Kunapipi XXVII:1

ROBERTO STRONGMAN
Development and Same-Sex Desire in Caribbean Allegorical Autobiography: Shani Mootoo’s Cereus Blooms at Night, and Jamaica Kincaid’s Annie John and Lucy

The representation of gay and lesbian sexualities in the Caribbean began receiving much attention in US popular culture when, on May 24, 1998, a New York Times article cited The Cayman Islands’ Minister of Tourism as having said he had denied docking rights to a Norwegian Cruise Line ship that was chartered as a gay cruise because ‘a ship chartered by gay tourists came to the Cayman Islands in 1987, and the visitors’ public displays of affection offended many residents’ (McDowell 3). The exclusion of these gay and lesbian tourists from the Cayman Islands illustrates a certain theoretical representation of the Caribbean as devoid of a space for alternative sexualities. This has been remarked by Arnaldo Cruz-Malavé who, in his reading of Peau noire, masques blancs, points out how Fanon ‘banish(es) all discussion of Martinican homosexuality to the footnotes of his text’ (139).

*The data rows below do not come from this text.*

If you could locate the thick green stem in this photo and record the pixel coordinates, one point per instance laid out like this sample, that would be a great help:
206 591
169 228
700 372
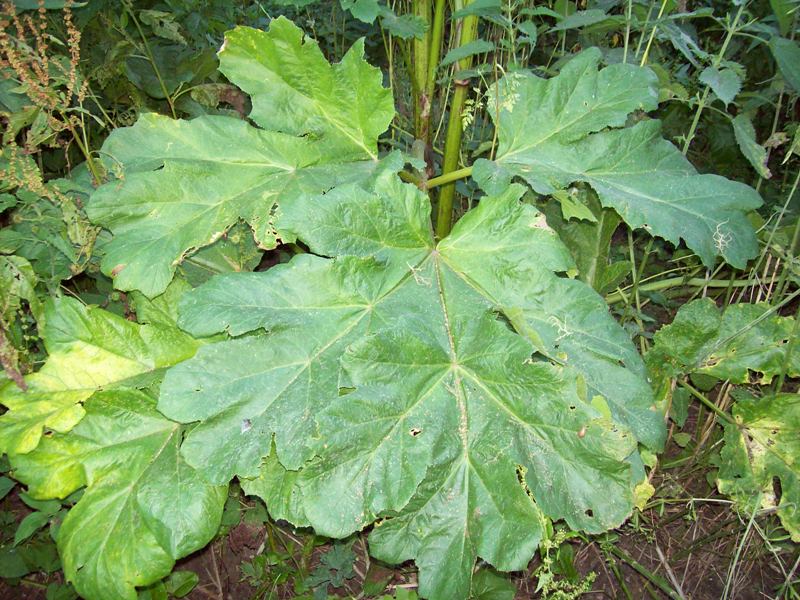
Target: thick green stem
434 52
419 68
449 177
452 146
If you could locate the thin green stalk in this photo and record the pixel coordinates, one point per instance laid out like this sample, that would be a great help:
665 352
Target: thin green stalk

In response to Fanon’s brief footnote on ‘l’absence de l’Oedipe aux Antilles’ (146) and the general marginalisation of the topic of Caribbean same-sex desire, in ‘Not Just (Any)Body Can be a Citizen: The Politics of Law, Sexuality and Postcoloniality in Trinidad and Tobago and the Bahamas’, M. Jacqui Alexander studies the interconnectedness between West Indian nationalism and homophobia by examining how, after the achievement of political independence in the Bahamas and Trinidad and Tobago, West Indian ‘Black nationalist masculinity needed to demonstrate that it was now capable of ruling, which is to say, it needed to demonstrate moral rectitude’ (9) and, in so doing, naturalise heterosexuality through legislation. This naturalisation of heterosexuality has resulted in the coding of same-sex desire as a foreign element and as an invader from the first world — the turning away of gay cruises re-enacting Carib and Arawakan arrows against European battleships.

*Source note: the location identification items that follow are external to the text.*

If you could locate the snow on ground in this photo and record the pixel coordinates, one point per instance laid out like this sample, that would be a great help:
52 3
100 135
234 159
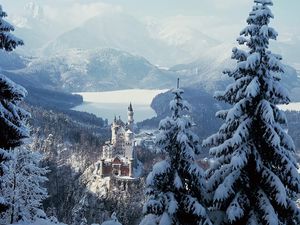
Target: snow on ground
295 106
39 222
114 103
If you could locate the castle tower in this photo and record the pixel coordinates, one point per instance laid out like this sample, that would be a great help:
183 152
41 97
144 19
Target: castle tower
130 117
114 128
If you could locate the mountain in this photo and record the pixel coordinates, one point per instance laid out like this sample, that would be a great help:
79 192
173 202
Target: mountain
35 29
92 70
162 44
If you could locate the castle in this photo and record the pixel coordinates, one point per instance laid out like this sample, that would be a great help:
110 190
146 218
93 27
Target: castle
119 155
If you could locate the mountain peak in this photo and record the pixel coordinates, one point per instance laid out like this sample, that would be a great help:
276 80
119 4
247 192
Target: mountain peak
33 10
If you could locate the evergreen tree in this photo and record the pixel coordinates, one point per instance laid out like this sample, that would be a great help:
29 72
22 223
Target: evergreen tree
176 185
12 128
22 189
8 42
254 179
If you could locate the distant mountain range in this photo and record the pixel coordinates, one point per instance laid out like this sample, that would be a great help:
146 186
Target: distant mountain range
110 69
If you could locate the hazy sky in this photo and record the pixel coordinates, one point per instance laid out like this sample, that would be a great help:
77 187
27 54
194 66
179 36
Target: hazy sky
214 17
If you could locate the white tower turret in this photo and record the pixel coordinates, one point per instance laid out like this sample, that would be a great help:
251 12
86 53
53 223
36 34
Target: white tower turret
130 117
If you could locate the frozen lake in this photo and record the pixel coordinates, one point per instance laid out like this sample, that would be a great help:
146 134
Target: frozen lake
109 104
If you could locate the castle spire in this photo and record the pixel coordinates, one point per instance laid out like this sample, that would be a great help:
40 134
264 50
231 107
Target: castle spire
130 116
130 107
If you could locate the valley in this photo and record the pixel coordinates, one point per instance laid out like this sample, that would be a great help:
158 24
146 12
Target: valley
114 103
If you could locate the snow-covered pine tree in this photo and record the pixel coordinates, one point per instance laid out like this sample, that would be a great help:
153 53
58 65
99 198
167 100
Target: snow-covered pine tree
176 185
12 128
254 180
22 189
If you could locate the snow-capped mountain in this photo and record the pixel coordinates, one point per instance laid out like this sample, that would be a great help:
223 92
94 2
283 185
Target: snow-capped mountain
92 70
162 44
34 28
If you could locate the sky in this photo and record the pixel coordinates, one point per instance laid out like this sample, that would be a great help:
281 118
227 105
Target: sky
214 17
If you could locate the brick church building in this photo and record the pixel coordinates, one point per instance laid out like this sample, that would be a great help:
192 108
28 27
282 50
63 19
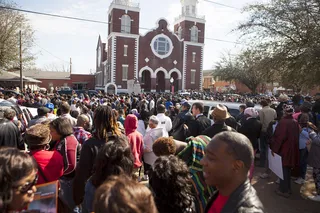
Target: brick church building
154 58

These exclusions necessitate an investigation of discourses of local Caribbean homosexualities and the ways in which they intersect with the moral Caribbean state and the globalisation of gay and lesbian identities. The coming-of-age narrative appears to be a pertinent place within which to examine these competing discourses as it contains aspects of sexual maturation in relation to larger social structures and allegiances. Unlike white Euro-North American coming-of-age/coming-out narratives such as those in Bennet Singer’s anthology Growing up Gay and Edmund White’s A Boy’s Own Story, coming-of-age narratives by queer people of colour from outside the industrialised first world are multiply modulated by discourses other than those of sexuality. As Gayatri Gopinath notes in her comparison of Edmund White’s A Boy’s Own Story — a gay coming-of-age story in the US in the fifties — and Sri Lankan-Canadian writer Shyam Selvadurai’s novel Funny Boy:

Unlike White’s text, where sexuality is privileged as the singular site of radical difference and the narrator’s sole claim to alterity, sexuality in Funny Boy is not one but many discourses — such as those of ethnic identity and forced migration — all of which speak to multiple displacements and exiles (134).